[Distutils] PEP 470 Round 2 - Using Multi Index Support for External to PyPI Package File Hosting

Donald Stufft donald at stufft.io
Fri Jun 6 04:08:44 CEST 2014


Here's round 2 of PEP 470.

You can see it online at https://python.org/dev/peps/pep-0470/ or below.

Notable changes:

- Ensure it's obvious this strictly deals with the installer API and does not
  affect a project's ability to register their project on PyPI for human
  consumptions.

- Mention that the functional mechanisms that make it possible for an end user
  to specify the additional locations have existed for a long time across many
  versions of the installers.

- Explicitly mention that the installer changes from PEP 438 should be
  deprecated and removed as part of this PEP.

- Explicitly mention pythonhosted.org as a location that authors can use to
  host an index if they do not wish to purchase a TLS certificate or host
  additional infrastructure.

- Include that a link to PyPI ToS should be included in the emails sent to
  authors to remind them of the PyPI ToS.
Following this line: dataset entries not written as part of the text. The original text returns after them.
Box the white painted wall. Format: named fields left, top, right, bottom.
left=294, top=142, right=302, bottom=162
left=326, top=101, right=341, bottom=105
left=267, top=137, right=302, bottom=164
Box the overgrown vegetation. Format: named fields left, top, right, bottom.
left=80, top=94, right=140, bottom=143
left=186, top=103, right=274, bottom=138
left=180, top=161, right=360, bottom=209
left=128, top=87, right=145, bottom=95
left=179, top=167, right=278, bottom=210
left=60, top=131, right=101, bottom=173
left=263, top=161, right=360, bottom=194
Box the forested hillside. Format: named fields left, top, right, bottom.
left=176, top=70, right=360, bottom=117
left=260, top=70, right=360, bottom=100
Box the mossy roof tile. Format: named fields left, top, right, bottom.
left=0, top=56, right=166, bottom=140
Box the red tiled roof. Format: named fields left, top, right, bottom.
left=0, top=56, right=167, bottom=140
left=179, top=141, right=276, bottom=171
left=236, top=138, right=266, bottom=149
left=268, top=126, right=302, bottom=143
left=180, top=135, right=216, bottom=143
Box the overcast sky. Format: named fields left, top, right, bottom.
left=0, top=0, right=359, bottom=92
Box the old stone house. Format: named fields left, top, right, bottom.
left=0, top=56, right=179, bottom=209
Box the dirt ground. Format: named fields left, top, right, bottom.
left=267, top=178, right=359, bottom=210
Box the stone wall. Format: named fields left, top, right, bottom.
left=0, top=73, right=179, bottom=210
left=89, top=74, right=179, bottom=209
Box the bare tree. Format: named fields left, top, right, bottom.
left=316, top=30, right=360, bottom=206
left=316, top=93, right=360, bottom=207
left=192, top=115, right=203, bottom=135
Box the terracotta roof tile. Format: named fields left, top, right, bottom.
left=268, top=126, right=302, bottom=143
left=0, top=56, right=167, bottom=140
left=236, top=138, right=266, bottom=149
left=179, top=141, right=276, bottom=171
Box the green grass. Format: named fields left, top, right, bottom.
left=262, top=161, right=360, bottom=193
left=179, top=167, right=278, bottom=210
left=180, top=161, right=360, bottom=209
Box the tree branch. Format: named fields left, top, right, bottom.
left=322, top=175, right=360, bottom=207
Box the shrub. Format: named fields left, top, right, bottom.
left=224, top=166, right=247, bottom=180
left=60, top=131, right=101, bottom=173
- Special case PIL as it is an outlier in terms of impact.

- Fill out the impact sections further to provide more detail


Abstract
========

This PEP proposes that the official means of having an installer locate and
find package files which are hosted externally to PyPI become the use of
multi index support instead of the practice of using external links on the
simple installer API.

It is important to remember that this is **not** about forcing anyone to host
their files on PyPI. If someone does not wish to do so they will never be under
any obligation too. They can still list their project in PyPI as an index, and
the tooling will still allow them to host it elsewhere.

This PEP strictly is concerned with the Simple Installer API and how automated
installers interact with PyPI, it has no bearing on the informational pages
which are primarily for human consumption.


Rationale
=========

There is a long history documented in PEP 438 that explains why externally
hosted files exist today in the state that they do on PyPI. For the sake of
brevity I will not duplicate that and instead urge readers to first take a look
at PEP 438 for background.

There are currently two primary ways for a project to make itself available
without directly hosting the package files on PyPI. They can either include
links to the package files in the simpler installer API or they can publish
a custom package index which contains their project.


Custom Additional Index
-----------------------

Each installer which speaks to PyPI offers a mechanism for the user invoking
that installer to provide additional custom locations to search for files
during the dependency resolution phase. For pip these locations can be
configured per invocation, per shell environment, per requirements file, per
virtual environment, and per user. The mechanism for specifying additional
locations have existed within pip and setuptools for many years, by comparison
the mechanisms in PEP 438 and any other new mechanism will have existed for
only a short period of time (if they exist at all currently).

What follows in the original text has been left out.